En l’occurrence, le but du jeu serait justement d’éviter de rassembler les enfants/élèves dans une même salle… Rien ne nous sera épargné : du bon vieux fantasme de l’Apocalypse au non moins célèbre principe de précaution, en passant par la théorie du chaos, et bien sûr celle du complot. Tant qu’à raconter n’importe quoi, autant se lâcher !
@aKa : > Ce qui ne plairait pas aux parents des lycées de centre ville qui sont eux tous connectés à la maison 😉
Ben oui, les adorables petits bobos… j’en ai presque la larme à l’oeil, tiens.
Mais quand arrêtera-t-on de se f***** de la g***** de la majorité des parents d’élèves ?
matou
La grippe, ce n’est qu’un détail. Le gouvernement et les collectivités locales ont de multiples projets d’administration en ligne pour "simplifier" les démarches (impots, cahier de textes numériques, certificats, etc) et supprimer des postes. Dans ce contexte, pondre une loi qui permet de couper l’accès Internet est totalement contre-productif.
C’est un peu comme énoncer qu’on souhaite une france de propriétaire, et multipler les possibilités de défiscalisation pour les personnes qui font construire un logement dans un but locatif (de robien & co).
Il y a un problème de coordination entre la tête et les pieds
TS
Autant je suis profondément anti-hadopi, autant la critique faite à HADOPI est profondément débile.
N’importe quel juriste un tant soit peu éclairé vous le dira : une décision avec une coupure d’internet est une sanction judiciaire. Toute sanction judiciaire est NOMINATIVE. Elle concerne une personne et une seule. Autrement dit : si dans la famille papa s’est rendu coupable d’un délit qui justifie la sanction HADOPI ( rien que de l’évoquer, ça m’énnerve), alors PAPA reçoit une sanction. Mais son épouse, ses enfants ne sont pas punis, eux. Et papa peut très bien leur prendre un abonnement à internet.
Plouf la critique. Ah bah… Mais alors ça veut dire qu’HADOPI est TOTALEMENT sans intérêt ?
Bin oui, ça vous paraît pas évident ?
Jom
Salut
Bien sûr TS, bien évidemment. Si papa a téléchargé illégallement et que le juge lui fait couper sa connexion internet, il lui suffira de dire au tribunal "Permettez ! Je peux reprendre un accès internet pour ma femme et mes gosses, les pauvres pourront pas étudier sans."

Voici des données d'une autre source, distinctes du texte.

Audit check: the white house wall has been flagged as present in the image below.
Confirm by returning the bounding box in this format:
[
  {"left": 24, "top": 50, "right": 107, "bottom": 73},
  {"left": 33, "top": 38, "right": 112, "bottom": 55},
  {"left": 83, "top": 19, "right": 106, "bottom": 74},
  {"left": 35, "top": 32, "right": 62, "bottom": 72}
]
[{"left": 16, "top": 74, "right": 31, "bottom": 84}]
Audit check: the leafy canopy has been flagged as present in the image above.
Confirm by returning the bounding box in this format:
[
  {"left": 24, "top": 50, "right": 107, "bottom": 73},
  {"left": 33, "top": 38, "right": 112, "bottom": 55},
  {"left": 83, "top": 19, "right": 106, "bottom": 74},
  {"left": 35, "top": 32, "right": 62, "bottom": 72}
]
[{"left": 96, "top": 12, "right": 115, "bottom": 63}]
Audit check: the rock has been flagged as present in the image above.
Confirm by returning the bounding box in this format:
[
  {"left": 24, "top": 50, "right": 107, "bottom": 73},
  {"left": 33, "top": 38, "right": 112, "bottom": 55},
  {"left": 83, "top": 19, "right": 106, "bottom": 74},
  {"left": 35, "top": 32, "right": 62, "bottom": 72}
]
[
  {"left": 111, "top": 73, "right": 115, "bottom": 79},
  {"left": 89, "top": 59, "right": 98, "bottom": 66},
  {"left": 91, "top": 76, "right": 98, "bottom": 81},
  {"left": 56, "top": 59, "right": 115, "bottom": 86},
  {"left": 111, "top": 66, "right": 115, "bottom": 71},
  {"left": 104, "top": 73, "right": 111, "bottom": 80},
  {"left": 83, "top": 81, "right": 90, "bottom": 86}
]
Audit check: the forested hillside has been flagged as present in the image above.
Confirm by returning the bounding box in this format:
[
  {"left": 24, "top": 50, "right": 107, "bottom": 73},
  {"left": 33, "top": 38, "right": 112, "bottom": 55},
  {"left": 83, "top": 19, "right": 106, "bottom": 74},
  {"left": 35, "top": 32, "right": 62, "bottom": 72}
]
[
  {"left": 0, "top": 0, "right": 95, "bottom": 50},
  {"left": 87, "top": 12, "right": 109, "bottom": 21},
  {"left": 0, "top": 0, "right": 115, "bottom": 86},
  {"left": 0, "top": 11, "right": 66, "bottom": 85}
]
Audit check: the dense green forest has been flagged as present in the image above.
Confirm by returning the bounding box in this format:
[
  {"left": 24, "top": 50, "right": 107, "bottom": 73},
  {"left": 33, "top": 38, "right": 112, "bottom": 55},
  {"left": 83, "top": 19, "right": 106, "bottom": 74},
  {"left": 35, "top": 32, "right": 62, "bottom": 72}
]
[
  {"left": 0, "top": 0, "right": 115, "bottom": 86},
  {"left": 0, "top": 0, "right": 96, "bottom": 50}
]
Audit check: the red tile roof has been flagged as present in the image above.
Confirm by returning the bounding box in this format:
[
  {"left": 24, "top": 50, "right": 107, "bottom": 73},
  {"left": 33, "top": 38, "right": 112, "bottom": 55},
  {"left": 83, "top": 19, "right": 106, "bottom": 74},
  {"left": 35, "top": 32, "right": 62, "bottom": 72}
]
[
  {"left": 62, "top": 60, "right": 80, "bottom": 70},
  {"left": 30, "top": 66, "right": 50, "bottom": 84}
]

TS, tu crois vraiment à ce que tu dis ou bien c’est d ela démonstration par l’absurde ? 😛
Le juge va dire :
"Mais bien sûr monsieur, pas de problème ! Jurez-moi seulement que vous ne toucherez pas l’ordinateur de vos enfants pendant un an. Promis-juré ? Bon c’est d’accord, re-abonnez-vous à Internet et faites comme s’il ne s’était rien passé !"
ou bien
"Cause toujours, tu m’intéresses ! Dura lex sed lex ! Dans ma loi il y a marqué que je peux couper ta connexion internet à ton domicile. Je me fous de savoir si c’est toi qui télécharge, ta femme ou tes gosses. Moi je coupe un accès internet et j’interdis de reprendre un abonnement pour ton domicile. Tant pis pour ta famille, ils ont la même adresse IP que toi que je sache, ben ils sont autant responsables que toi du téléchargement illégal."